Virtual Reality has quickly moved from a theoretical idea to one of the most exciting new technologies. As a result many companies have invested in or developed their own version of the VR headset, from Facebook’s acquisition of the Oculus Rift, to Google Glass.
Now so far, they have been primarily used within the gaming industry, but there is a huge potential for VR headsets to expand into our everyday lives. More and more companies will incorporate VR into their strategies, and advertising will be no exception.
But, when we think about the very nature of advertising, there are interesting ethical dilemmas raised when it comes to Ar/VR and marketing.
For a start for VR headsets to work, they have to have ways to measure head movements.
Imagine you are wearing a set of AR glasses in a supermarket, and they store head movement data. The glasses know what products you look at, and for how long. With this data, the supermarket could tailor its advertising strategy so that it is completely personal to you.
The fact that these movements will be stored raises privacy issues quite unlike data storage complaints of the past.
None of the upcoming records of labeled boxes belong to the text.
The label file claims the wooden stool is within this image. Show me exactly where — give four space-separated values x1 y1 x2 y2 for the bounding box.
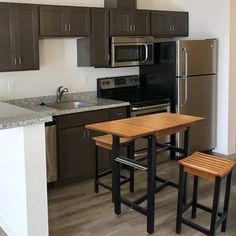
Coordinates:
93 134 134 193
176 152 235 236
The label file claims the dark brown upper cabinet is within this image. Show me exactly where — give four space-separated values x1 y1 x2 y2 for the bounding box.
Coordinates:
77 8 110 67
104 0 137 9
40 6 91 37
151 11 188 37
91 8 110 67
0 3 39 71
110 9 150 36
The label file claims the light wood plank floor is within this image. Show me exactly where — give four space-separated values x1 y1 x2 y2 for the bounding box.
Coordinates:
0 156 236 236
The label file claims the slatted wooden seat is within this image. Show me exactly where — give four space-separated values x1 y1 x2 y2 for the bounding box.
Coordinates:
176 152 236 236
92 134 134 193
93 134 132 150
179 152 235 180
Issues which it is essential that any VR Development Agency must fully understand.
It will not be long before these VR headsets are able to read heart rate fluctuations and measure the dilation of your pupils in response to external stimuli.
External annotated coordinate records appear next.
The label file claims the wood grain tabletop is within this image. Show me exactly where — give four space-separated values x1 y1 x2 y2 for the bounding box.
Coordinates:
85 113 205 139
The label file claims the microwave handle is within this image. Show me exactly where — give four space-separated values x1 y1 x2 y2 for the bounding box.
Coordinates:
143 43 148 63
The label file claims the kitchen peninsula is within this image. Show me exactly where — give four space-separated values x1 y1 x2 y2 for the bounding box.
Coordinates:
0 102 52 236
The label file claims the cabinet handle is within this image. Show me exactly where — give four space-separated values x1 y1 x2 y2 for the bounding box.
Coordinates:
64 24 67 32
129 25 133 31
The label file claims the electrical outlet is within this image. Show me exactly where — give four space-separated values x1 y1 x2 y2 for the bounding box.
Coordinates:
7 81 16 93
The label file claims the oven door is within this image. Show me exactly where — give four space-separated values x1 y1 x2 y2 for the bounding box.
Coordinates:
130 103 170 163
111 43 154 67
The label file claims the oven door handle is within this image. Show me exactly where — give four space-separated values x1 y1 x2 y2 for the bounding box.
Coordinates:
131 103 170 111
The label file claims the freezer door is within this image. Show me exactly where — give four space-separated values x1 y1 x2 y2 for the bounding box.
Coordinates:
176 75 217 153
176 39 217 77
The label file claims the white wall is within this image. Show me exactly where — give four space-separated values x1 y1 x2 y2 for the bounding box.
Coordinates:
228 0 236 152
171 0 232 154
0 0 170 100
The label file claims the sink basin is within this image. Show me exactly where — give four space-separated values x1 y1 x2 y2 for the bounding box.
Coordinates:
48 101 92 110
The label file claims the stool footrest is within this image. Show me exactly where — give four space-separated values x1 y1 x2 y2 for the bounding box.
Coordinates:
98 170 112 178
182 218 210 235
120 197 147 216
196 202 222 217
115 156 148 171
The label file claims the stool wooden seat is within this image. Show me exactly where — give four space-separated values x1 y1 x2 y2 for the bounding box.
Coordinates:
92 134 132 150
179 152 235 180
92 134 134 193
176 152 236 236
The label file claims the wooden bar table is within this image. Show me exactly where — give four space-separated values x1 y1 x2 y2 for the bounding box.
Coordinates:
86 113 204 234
Now this would be a good way to test products before they go to market, to find out people’s subconscious reactions to the design, or to find out whether a particular advert has the desired effect.
But, again, if companies can find out what appeals to you on a subconscious level, then they can use data that has never been available before to sell things to you. The use of data of this nature raises some questions about what should remain private.
Moving away from the field of advertising, and going back to VR gaming throws up another challenge. Violence in video games is a long standing issue for some, but VR allows for players to actually engage in acts of violence, in a virtual world.
If devices can be linked, and players can interact with each other online, then virtual assault or murder becomes a possibility. Now these kind of things happen in video games all the time, but on a platform and immersive and realistic as VR has the potential to be, ethical issues about virtual crime become more difficult to answer.
VR is going to be at the very pinnacle of technological advancements in the future, but there are ethical questions that need to be answered, especially when it comes to privacy and the storage of data.
Regulation of one form or another will required, but if used safely, we can see that the data that VR will be able to access will have a wide range of possibilities.